Papacy of Clement VIII privilege and indulgence (1595),
From the Bourbon Family Archive.

Researching the many, many noble families of Italy is quite a chore. At one time or another there were about 20 major dynasties ruling from "sovereign houses," at least eight different clans commanding loyalty from "royal palaces," and nine more families governing as "papal nobility." Wikipedia has a page for each of 63 separate "nobles houses of Italy," and that is far from a complete list. All in all, one very large antipasto tray stacked high with Italian big cheeses. (And, as Homer Simpson might say, "Mmmmm, Italian cheese...") But take heart -- a newly acquired collection of historic papers makes a single archive a terrific source for savoring several different slices of Italy's noble past.

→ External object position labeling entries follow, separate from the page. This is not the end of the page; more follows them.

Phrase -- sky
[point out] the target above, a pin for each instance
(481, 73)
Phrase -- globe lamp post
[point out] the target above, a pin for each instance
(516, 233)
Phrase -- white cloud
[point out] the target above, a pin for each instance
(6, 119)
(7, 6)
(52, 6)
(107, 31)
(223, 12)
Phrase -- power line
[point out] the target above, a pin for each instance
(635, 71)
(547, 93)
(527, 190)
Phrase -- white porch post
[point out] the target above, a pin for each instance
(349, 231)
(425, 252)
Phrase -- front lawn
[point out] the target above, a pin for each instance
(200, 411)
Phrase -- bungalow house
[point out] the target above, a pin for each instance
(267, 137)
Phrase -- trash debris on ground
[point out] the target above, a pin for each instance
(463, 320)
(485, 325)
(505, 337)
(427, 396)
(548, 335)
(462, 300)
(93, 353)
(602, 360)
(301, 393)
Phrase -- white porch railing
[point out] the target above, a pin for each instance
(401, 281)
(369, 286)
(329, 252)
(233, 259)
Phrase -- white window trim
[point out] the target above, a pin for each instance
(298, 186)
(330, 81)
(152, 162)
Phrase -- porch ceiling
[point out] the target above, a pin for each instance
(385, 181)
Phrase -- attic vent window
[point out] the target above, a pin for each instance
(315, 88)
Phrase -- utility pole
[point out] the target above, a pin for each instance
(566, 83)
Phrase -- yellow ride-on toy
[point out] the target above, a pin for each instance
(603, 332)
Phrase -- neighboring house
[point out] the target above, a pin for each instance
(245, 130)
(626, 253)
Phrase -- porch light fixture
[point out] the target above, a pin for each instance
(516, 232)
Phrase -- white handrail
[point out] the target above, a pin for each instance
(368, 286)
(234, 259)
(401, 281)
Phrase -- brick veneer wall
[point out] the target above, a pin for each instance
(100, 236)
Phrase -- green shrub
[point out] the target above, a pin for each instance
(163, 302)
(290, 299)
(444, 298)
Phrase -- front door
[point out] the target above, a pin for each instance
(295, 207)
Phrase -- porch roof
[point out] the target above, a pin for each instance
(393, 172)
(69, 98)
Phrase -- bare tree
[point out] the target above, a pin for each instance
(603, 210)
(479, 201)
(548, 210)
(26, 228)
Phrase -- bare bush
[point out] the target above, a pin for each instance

Drawing of details of Orsini palazzo in Rome, c. 1717,
From the Orsini Family Papers.

As of February 1, 2011 the Charles E. Young Department of Special Collections at the UCLA Library is home to the Bourbon del Monte di San Faustino Family Archive, a comprehensive collection of documents created between the 14th and 19th centuries by, for, and about this prominent and noble Italian family. Among the collection's contents are civil and ecclesiastical contracts, documents from lawsuits and court cases, wills and post-mortem inventories, genealogies, certificates of nobility, correspondence, and family chronicles. The Bourbon del Monte di San Faustino family can trace its origin and lineage back some 1,200 years to the time of Charlemagne, emperor of the Holy Roman Empire, who granted the family its original patent of nobility. One of the clan's most celebrated members was a 16th century Cardinal, Francesco Maria Del Monte. A diplomat and connoisseur of the arts, he was the foremost early patron of the great Italian baroque painter, Caravaggio.

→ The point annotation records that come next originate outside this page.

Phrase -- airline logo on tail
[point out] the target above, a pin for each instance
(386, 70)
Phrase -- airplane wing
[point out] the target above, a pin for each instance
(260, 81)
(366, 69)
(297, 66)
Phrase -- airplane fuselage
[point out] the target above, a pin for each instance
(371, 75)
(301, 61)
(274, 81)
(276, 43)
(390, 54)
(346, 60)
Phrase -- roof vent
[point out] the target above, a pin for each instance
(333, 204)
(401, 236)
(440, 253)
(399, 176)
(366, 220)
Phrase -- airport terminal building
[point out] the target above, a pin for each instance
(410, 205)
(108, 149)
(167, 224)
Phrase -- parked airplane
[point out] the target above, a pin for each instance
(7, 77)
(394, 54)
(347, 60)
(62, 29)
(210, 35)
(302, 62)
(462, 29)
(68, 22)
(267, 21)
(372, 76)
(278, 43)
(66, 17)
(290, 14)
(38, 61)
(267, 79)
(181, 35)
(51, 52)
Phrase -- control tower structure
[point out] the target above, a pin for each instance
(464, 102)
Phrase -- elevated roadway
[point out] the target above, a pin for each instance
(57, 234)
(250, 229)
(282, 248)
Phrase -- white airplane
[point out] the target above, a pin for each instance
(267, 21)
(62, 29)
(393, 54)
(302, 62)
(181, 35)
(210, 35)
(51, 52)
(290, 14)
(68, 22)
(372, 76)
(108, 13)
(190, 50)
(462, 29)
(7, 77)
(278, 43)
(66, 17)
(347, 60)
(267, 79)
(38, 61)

Orsini fiefs on Lake Bracciano, 1690s,
From The Orsini Family Papers.

The Bourbon del Monte di San Faustino Family Archive is the perfect compliment to another, much larger collection already housed in the Charles E. Young Research Library, covering the illustrious Orsini family. Comparable in power and influence to the Medici family, the Orsini produced three popes, 28 cardinals and 33 Roman senators. The Orsini Family Papers take up a whopping 572 archival boxes, and span the years 1150 through 1950. The two archives together give UCLA one of the finest collections of Italian history primary source materials in the United States.

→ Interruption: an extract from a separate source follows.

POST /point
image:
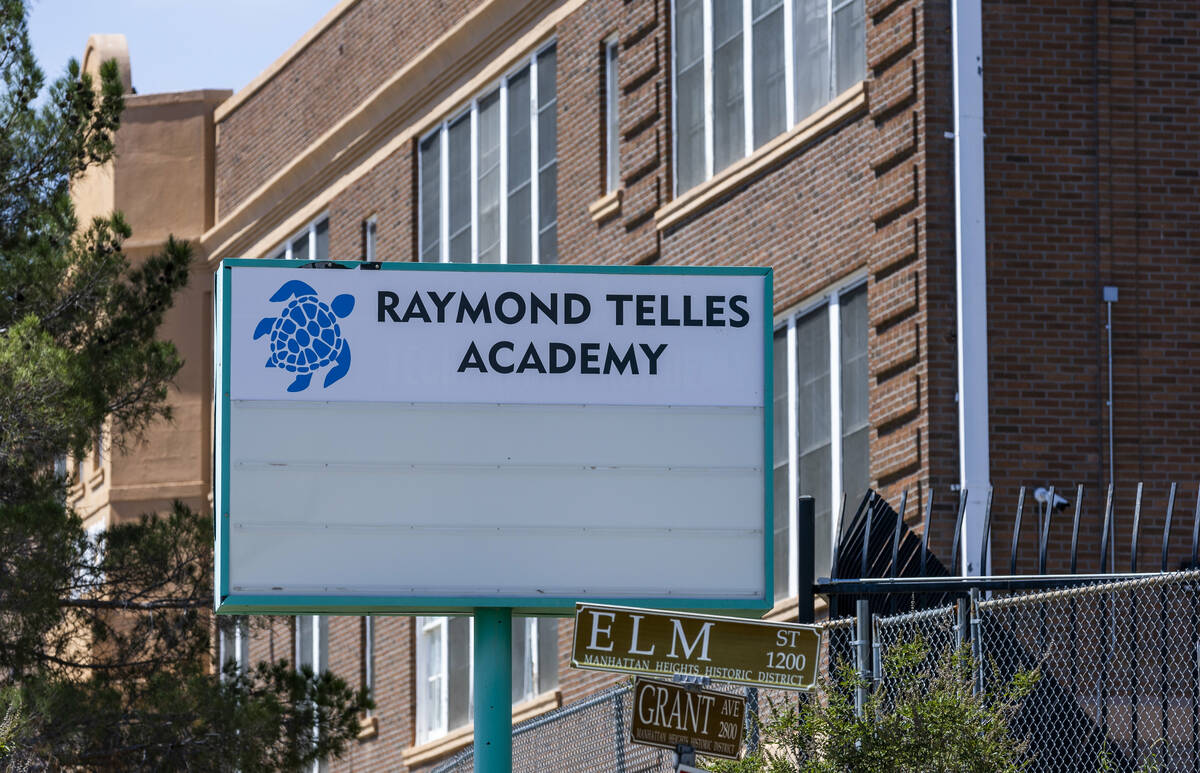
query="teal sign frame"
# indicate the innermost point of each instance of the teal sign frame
(227, 603)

Floorplan of Casa del Monte Lippiano (1807),
From the Bourbon Family Archive.

According to UCLA professor of Italian, Massimo Ciavolella,"The Bourbon del Monte family is among the earliest aristocratic families in Italy, thus an integral part of Italian social history and related to many noble families--the Sforza, the Farnese, the Gonzaga, to name a few, and, of course, to the Orsini. This well-organized archive affords us a look at the workings of the family within in a small Umbrian setting and will inform scholars in the fields of economics, law, prosopography, paleography, geography, diplomatic history and, of course, literature and language." That's almost as many disciplines as there are Italian noble families. Or for that matter, Italian cheeses--Wikipedia's "incomplete list" tops out at around 400 varieties.